Publishing submits the creation, modification, or deletion of records to the data hub. This data goes through the certification process and is turned into golden data.

Publishing process

Publishing source data is performed as a transaction called an external load. It is a Semarchy xDM transaction identified by a sequential load ID.

An external load represents a transaction for loading source data.

When an external load is submitted, a batch—identified by a batch ID—is created. This batch initiates an integration job to execute the certification process on the data submitted in the load.

A batch represents a transaction certifying loaded data, and writing the resulting golden data into the hub.

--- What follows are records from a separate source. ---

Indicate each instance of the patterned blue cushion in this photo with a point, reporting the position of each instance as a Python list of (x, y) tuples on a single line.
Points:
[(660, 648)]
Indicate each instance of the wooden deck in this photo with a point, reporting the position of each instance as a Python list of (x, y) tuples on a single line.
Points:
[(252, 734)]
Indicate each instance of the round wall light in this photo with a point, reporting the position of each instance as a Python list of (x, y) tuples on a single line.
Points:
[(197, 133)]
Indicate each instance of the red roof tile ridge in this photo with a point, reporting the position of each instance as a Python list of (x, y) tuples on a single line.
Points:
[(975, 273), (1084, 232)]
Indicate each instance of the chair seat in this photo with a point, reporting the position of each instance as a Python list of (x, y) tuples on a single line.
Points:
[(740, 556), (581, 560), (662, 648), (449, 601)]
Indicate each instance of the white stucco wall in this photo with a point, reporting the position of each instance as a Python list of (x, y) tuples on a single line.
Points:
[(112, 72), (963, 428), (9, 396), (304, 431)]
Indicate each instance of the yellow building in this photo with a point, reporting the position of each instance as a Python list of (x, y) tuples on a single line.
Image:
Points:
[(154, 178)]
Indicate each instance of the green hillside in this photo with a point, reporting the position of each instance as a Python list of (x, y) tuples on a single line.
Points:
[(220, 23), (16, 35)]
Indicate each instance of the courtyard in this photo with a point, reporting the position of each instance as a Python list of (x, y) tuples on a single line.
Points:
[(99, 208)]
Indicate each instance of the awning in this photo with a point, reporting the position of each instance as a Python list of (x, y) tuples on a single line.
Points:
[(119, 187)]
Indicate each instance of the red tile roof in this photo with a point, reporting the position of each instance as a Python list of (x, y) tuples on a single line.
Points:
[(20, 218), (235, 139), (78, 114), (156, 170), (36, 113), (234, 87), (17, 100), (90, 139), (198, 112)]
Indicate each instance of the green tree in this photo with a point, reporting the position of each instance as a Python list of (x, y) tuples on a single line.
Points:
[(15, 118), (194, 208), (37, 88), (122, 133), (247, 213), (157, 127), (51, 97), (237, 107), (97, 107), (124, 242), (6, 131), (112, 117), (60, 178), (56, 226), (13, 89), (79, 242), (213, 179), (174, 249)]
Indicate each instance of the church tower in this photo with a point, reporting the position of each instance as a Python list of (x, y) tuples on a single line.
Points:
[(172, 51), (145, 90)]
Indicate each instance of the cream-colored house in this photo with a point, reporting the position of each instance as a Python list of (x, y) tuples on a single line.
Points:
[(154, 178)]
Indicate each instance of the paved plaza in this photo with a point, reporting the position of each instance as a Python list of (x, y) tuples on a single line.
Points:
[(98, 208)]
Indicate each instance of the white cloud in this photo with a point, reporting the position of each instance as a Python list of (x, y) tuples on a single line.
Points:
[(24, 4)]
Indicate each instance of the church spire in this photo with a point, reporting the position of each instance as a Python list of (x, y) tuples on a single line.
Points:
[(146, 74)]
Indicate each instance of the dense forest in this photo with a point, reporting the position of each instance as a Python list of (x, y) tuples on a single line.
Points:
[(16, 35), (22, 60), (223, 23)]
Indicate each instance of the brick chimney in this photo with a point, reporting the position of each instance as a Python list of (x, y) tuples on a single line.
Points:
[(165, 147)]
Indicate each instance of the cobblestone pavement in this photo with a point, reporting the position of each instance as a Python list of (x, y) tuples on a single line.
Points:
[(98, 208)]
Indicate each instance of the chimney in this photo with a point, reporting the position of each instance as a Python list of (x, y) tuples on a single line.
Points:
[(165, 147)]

Using the REST or SQL APIs, the middleware can initialize, submit, or cancel external loads, as explained below.

Both loads and batches can be examined under a data location’s node in the Management perspective of the Application Builder.

External load lifecycle

An external load lifecycle is described below:

  1. Initializing the external load

    • The middleware initializes an external load with the SQL interface or the REST API.

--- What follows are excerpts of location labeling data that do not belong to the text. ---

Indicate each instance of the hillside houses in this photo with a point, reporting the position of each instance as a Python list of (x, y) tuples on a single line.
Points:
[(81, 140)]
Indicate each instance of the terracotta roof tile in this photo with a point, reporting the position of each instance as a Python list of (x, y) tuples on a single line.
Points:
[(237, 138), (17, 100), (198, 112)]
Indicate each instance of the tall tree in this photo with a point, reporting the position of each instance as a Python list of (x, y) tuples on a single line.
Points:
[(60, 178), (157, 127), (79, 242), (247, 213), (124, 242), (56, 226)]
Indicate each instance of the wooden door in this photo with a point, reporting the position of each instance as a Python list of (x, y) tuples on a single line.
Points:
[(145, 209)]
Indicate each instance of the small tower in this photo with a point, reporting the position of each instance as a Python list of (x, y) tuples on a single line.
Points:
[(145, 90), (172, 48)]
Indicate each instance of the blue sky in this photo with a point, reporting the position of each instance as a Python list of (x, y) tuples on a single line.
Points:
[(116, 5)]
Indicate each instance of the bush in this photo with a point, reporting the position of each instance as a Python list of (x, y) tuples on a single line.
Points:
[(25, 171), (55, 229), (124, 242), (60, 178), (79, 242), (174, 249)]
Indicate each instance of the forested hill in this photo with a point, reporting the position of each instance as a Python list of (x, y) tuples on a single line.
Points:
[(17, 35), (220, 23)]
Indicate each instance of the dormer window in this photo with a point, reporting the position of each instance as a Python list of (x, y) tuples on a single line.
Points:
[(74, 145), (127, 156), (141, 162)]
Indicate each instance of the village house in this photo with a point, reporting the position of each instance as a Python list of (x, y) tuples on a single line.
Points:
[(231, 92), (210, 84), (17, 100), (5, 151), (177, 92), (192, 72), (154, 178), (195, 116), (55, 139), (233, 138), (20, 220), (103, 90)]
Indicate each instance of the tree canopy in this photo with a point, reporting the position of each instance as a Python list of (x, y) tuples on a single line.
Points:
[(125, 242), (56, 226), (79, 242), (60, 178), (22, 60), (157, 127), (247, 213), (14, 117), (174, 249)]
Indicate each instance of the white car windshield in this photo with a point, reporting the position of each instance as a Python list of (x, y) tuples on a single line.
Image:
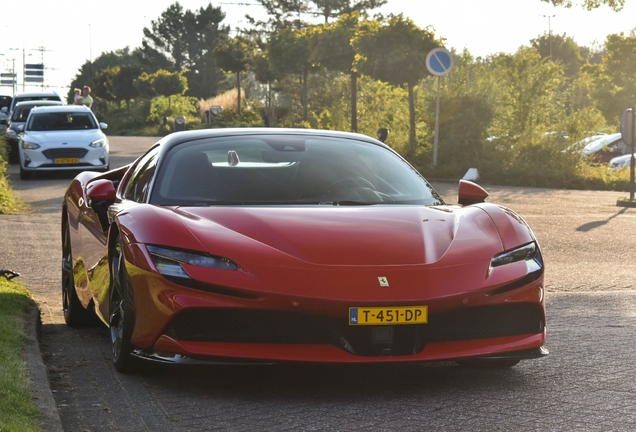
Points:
[(53, 121)]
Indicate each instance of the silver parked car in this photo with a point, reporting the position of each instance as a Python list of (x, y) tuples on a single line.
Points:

    • A load ID, identifying the external load, is received from the platform, opening a transaction.

  2. Loading data

    • The middleware inserts data into the landing tables in the data location schema via the SQL interface or the REST API.

    • During data loading, the middleware provides both the load ID and a publisher code corresponding to the publisher application.

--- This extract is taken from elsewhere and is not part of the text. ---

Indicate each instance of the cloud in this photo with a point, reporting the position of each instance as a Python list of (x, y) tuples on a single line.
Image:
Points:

  3. Submitting the external load

    • The middleware uses the SQL interface or the REST API to submit the external load.

    • It provides the load ID and the integration job name for triggering.

    • The platform creates a batch to execute the integration job that certifies the data published in this external load.

    • A batch ID identifying the batch processed by the platform for this external load is received.

    • At this stage, the external load transaction is closed.

Alternately, the middleware can cancel the external load with the SQL interface or the REST API to abort the external load instead of submitting it.

Continuous loads facilitate the publishing process. They represent an open external load into which data is published. The hub polls and processes this data automatically.
Data locations may be placed in maintenance status by their administrator. In that state, initializing external loads is not possible.

Batch lifecycle

Upon submission of an external load, the following operations occur:

  1. The platform creates a batch and returns the batch ID to the submitter

  2. The integration batch poller retrieves the batch based on its schedule:

    1. It creates a job instance using the provided job definition name from the submit action.

    2. It moves the job into the queue specified in the job definition.

  3. The execution engine processes the job in the queue.

  4. When the job is completed, the batch is considered finished.

Even with simultaneous loads, the order of submission determines the sequence for data processing by the integration jobs and certification of golden data from the source data.